Schildkröte frisst Vogel
Anna Zora, Current Biology
Anna Zora, Current Biology
Verhaltensforschung

Video: Schildkröte frisst Vogel

Riesenschildkröten sind Pflanzenfresser und gelten nicht gerade als Raubtiere. Dennoch haben Forscherinnen und Forscher nun ein Exemplar dabei gefilmt, wie es einen Vogel in Zeitlupe jagt und dann auffrisst. Dies sei der erste dokumentierte Fall eine solchen Verhaltens.

Was sie da am 30. Juni 2020 auf Fregate, einer Insel auf den Seychellen, aufgenommen hatten, war kaum zu glauben, wie sich Justin Gerlach, Biologe von der Universität Cambridge, erinnert. “Es war zugleich entsetzlich und verblüffend." Eine junge Seeschwalbe sitzt auf einem Baumstamm, in der Nähe das weibliche Exemplar einer Riesenschildkröte – die sich langsam dem Vogel nähert.

„Sie hat den Vogel direkt angesehen, ist absichtlich auf ihn zugegangen. Das ist sehr, sehr seltsam und ganz anders als das übliche Schildkrötenverhalten“, so Gerlach. Die Schildkröte kommt immer näher, schließlich reißt sie ihr Maul auf, während sich das Vogeljunge durch Herumpicken und Flattern zu verteidigen versucht – vergeblich. Es flieht bis zum Ende des Baumstamms und wird dann von der Schildkröte gefressen, ein Prozess, der sieben Minuten dauert – und soeben in einer Studie im Fachmagazin „Current Biology“ beschrieben wurde.

Die Langsamkeit der pflanzenfressenden Schildkörten wird von Menschen gerne mit Gemütlichkeit verwechselt, so Gerlach. Dass sie auch Fleisch fressen können, wird gerne vergessen. Berichte dazu gab es schon in der Vergangenheit. „Aber bisher war es unmöglich zu unterscheiden, ob die Tiere absichtlich ein anderes Tier getötet haben oder ob sie sich zufällig auf eines draufgesetzt haben und es nach dem Motto ‚Nichts gegen ein bisschen Gratisprotein‘ auch gefressen haben“, sagt Gerlach.

Nicht zum ersten Mal

Das Video von Anna Zora, oberste Tier- und Umweltschützerin auf der Insel Fregate, sei nun einer der ersten definitiven Beweise für absichtliche Angriffe. Dafür spreche zum einen, dass sich die Schildkröte dem Vogel mit offenem Kiefer und zurückgezogener Zunge genähert hatte – ein arttypisches Zeichen für Aggression. Zum anderen dürfte es sich bei der Schildkröte um eine erfahrene Vogeljägerin gehandelt zu haben.

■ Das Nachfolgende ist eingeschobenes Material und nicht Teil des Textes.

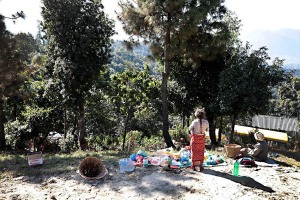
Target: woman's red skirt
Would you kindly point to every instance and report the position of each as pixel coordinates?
(197, 149)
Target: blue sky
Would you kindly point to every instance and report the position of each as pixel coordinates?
(255, 14)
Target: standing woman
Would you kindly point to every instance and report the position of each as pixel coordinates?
(198, 128)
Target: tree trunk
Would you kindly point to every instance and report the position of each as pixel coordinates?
(81, 127)
(220, 130)
(212, 130)
(65, 122)
(2, 134)
(233, 120)
(125, 132)
(164, 87)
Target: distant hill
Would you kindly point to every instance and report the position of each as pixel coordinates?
(284, 43)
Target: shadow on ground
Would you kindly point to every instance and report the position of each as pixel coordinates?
(243, 180)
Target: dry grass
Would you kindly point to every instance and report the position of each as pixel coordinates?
(14, 165)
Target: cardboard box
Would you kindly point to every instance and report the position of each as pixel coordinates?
(35, 159)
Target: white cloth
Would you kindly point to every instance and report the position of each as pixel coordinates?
(195, 126)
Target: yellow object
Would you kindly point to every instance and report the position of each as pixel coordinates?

Denn: Bei der gefressenen Seeschwalbe handle es sich um Vögel, die auf Bäumen nisten. Wenn Junge aus dem Nest fallen, machen sie alles, um nur ja nicht auf dem Boden zu landen – deshalb könnte das Tier bis zum Schluss auf dem Baumstamm geblieben sein, obwohl die Schildkröte immer näherkam. „Für mich sah es so aus, dass sie schon vorher erfolgreich gejagt hat; sie schien zu wissen, was sie tat.“

Weit verbreitet oder nur Momentaufnahme?

Bleibt die Frage, wie weit das Verhalten verbreitet ist. „Könnte es sein, dass hier eine Population ein ganz neues Verhalten erlernt hat? Oder ist das nur eine interessante Momentaufnahme?", wie Gerlach fragt. Möglicherweise hängt das Verhalten mit dem Naturschutz auf der Insel Fregate zusammen. Sowohl Schildkröten als auch Vögel haben Jahrhunderte lang durch den Einfluss des Menschen gelitten, ihre Anzahl ist stark gesunken.

Dank Naturschutz hat sich diese Tendenz in den vergangenen Jahren aber wieder umgekehrt und beide verfügen wieder über recht robuste Populationen. „Wir schaffen wieder Lebensbedingungen für natürliches Verhalten, das die Menschen seit hunderten von Jahren nicht beobachten konnten.“ Er hält es für möglich, dass die Schildkröten auch andere Tier absichtlich fressen könnten – solange sie nur langsam genug sind. Aussichtsreichste Kandidaten dafür: Schnecken.